Per trent’anni è sfuggita alle autorità. Poi, a febbraio, la cattura: Daniela Klette, ex militante della cellula terroristica Rote Armee Fraktion (RAF), è stata arrestata in un appartamento a Kreuzberg, nel cuore di Berlino, dove viveva sotto falso nome e frequentava corsi di capoeira.

La donna si univa spesso agli artisti e ai partecipanti che animano il carnevale delle culture della capitale tedesca. Oggi è rinchiusa in isolamento nel carcere di Vechta e da marzo è sotto processo, accusata di gravi reati legati al terrorismo.

Anni a Berlino sotto copertura: tra corsi di capoeira e parate di carnevale

A Berlino Daniela Klette era Claudia Ivone. Nessuno sospettava nulla. Frequentava corsi di capoeira, danze afro-brasiliane, pilates. Partecipava alle parate in costume. L’insegnante di capoeira che l’ha conosciuta nel 2009 durante la parata di carnevale a Kreuzberg, la descrive come “una delle tante allieve”, riservata, rilassata, semplice, senza trucco, ecologista. Mai avrebbe immaginato che quella donna così gentile e disponibile fosse una ricercata internazionale.

“Quando mi hanno chiamato per dirmi che Claudia era una terrorista e si chiamava Daniela non ci credevo. Ho pensato fosse uno sbaglio e ho riattaccato” ha raccontato. Poi la notizia aveva cominciato a circolare ufficialmente, fino a comparire anche in un approfondimento New York Times.

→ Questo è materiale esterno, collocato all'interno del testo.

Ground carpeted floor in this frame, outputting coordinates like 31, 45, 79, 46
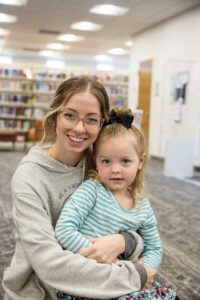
0, 148, 200, 299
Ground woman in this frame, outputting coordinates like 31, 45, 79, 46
3, 76, 156, 300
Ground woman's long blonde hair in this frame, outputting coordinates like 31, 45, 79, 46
89, 106, 147, 198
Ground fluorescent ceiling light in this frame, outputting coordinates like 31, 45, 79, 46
57, 34, 84, 42
0, 28, 10, 35
46, 43, 70, 50
0, 0, 27, 5
94, 55, 113, 62
125, 40, 133, 47
89, 5, 129, 16
96, 64, 114, 71
38, 50, 55, 57
70, 21, 103, 31
0, 55, 13, 63
46, 60, 65, 69
0, 13, 17, 23
107, 48, 128, 55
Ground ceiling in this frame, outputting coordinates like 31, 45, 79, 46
0, 0, 200, 67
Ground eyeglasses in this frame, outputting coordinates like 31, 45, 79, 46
59, 110, 104, 133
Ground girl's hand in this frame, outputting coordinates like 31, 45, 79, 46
78, 234, 125, 264
138, 258, 144, 265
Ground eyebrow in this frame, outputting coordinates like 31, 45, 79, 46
62, 108, 100, 117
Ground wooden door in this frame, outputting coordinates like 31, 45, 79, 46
137, 59, 152, 151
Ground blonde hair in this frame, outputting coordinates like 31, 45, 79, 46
89, 106, 146, 198
42, 76, 110, 143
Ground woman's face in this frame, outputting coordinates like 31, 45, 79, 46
55, 91, 102, 158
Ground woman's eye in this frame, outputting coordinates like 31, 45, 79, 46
86, 117, 98, 124
64, 113, 76, 119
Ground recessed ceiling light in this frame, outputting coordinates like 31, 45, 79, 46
125, 40, 133, 47
93, 55, 113, 62
57, 34, 84, 42
0, 13, 17, 23
46, 60, 65, 69
0, 55, 13, 63
107, 48, 128, 55
38, 50, 55, 57
0, 0, 27, 5
70, 21, 103, 31
96, 64, 114, 71
46, 43, 70, 50
89, 4, 129, 16
0, 28, 10, 35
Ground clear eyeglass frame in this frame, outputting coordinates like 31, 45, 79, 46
59, 110, 104, 133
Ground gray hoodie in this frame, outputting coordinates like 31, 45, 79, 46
3, 145, 146, 300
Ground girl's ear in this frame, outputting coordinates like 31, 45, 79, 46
138, 153, 146, 170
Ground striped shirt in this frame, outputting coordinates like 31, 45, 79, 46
55, 179, 162, 269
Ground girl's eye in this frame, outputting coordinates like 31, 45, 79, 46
122, 159, 130, 164
102, 159, 110, 164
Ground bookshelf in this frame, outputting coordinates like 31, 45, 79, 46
0, 66, 129, 144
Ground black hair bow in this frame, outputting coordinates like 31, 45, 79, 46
107, 110, 134, 129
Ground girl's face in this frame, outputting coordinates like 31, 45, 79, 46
95, 134, 145, 195
55, 91, 102, 160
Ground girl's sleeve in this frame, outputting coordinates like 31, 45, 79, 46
137, 201, 163, 269
7, 175, 147, 297
55, 180, 96, 252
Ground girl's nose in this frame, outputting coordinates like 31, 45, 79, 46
112, 165, 120, 173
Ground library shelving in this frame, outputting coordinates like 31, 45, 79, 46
0, 66, 129, 145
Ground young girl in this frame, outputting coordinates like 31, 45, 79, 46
3, 77, 155, 300
55, 106, 176, 300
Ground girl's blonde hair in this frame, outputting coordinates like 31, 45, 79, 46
42, 75, 110, 143
90, 105, 146, 198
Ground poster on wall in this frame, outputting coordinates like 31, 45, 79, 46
171, 71, 189, 123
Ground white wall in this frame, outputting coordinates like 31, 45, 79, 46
129, 6, 200, 167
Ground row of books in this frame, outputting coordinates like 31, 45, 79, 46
0, 68, 26, 78
0, 94, 51, 104
0, 68, 128, 84
0, 119, 31, 130
0, 107, 46, 118
0, 80, 58, 92
105, 85, 128, 95
0, 81, 32, 91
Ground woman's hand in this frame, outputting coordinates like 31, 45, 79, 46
142, 266, 157, 289
136, 257, 157, 289
78, 234, 125, 264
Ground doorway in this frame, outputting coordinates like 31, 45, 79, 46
137, 59, 152, 151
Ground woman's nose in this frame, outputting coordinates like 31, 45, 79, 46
73, 120, 86, 133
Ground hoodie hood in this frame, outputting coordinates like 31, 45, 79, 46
19, 145, 84, 174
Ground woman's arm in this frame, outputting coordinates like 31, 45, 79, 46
10, 185, 147, 298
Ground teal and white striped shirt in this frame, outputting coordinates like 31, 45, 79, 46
55, 179, 162, 269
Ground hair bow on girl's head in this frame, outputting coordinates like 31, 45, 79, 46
107, 110, 134, 129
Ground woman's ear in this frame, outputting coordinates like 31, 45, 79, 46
138, 153, 146, 170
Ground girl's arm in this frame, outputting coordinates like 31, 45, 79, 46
56, 180, 144, 264
137, 201, 163, 269
55, 180, 96, 252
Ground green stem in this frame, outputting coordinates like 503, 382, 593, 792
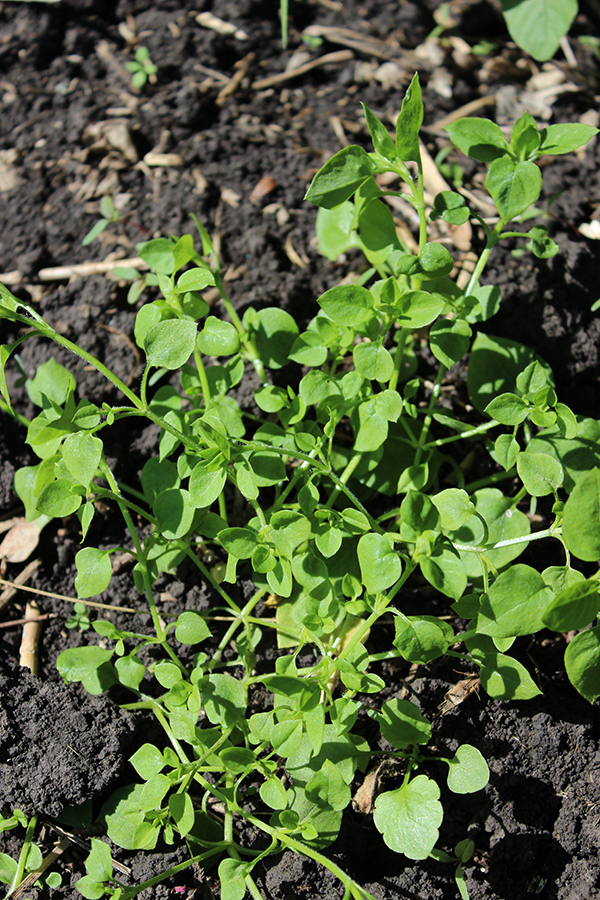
414, 364, 446, 465
388, 327, 408, 392
9, 814, 37, 895
422, 419, 498, 449
100, 459, 163, 640
207, 587, 267, 671
118, 847, 224, 900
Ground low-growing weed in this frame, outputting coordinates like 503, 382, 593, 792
125, 46, 157, 90
1, 74, 599, 899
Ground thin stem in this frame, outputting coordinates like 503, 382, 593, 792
8, 814, 37, 896
414, 364, 446, 465
207, 587, 267, 671
100, 459, 163, 640
118, 847, 224, 900
388, 327, 408, 392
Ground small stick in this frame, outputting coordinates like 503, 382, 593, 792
252, 49, 353, 90
0, 558, 41, 611
6, 839, 70, 900
0, 255, 146, 286
0, 576, 140, 614
426, 94, 497, 133
0, 612, 56, 629
19, 600, 42, 675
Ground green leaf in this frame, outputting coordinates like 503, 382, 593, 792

A quel punto era venuto meno ogni dubbio e la donna aveva realizzato che “Claudia” era solo una maschera, indossata per più di dieci anni.

L’insegnante di capoeira: “Non la ritengo un mostro”

Tra le persone che hanno condiviso momenti di vita con Klette a Berlino senza conoscerne la vera identità c’è anche un cittadino brasiliano, di qualche anno più giovane, che avrebbe avuto con l’ex RAF una relazione sentimentale. Si sarebbero conosciuti in Brasile e non è ancora chiaro come Klette sia riuscita a viaggiare oltreoceano senza essere identificata. Con l’uomo ci sarebbe stata una convivenza di alcuni mesi, prima della chiusura. “Non ha funzionato, il che posso immaginare facilmente, quando si mente tutto il tempo” è il commento dell’insegnante di capoeira, che si sente tradita nella fiducia.

In ogni caso, nonostante la costernazione, non ritiene Klette “un mostro” e in generale mantiene una posizione prudente. “Per me vale comunque la regola che una persona è colpevole solo quando viene dichiarata tale da un tribunale” ha commentato.

Il caso si sta rivelando uno dei più sorprendenti intrecci tra vita clandestina e quotidianità urbana. Una storia in cui la verità si è nascosta per decenni, anche sotto i tamburi della capoeira e le maschere di carnevale.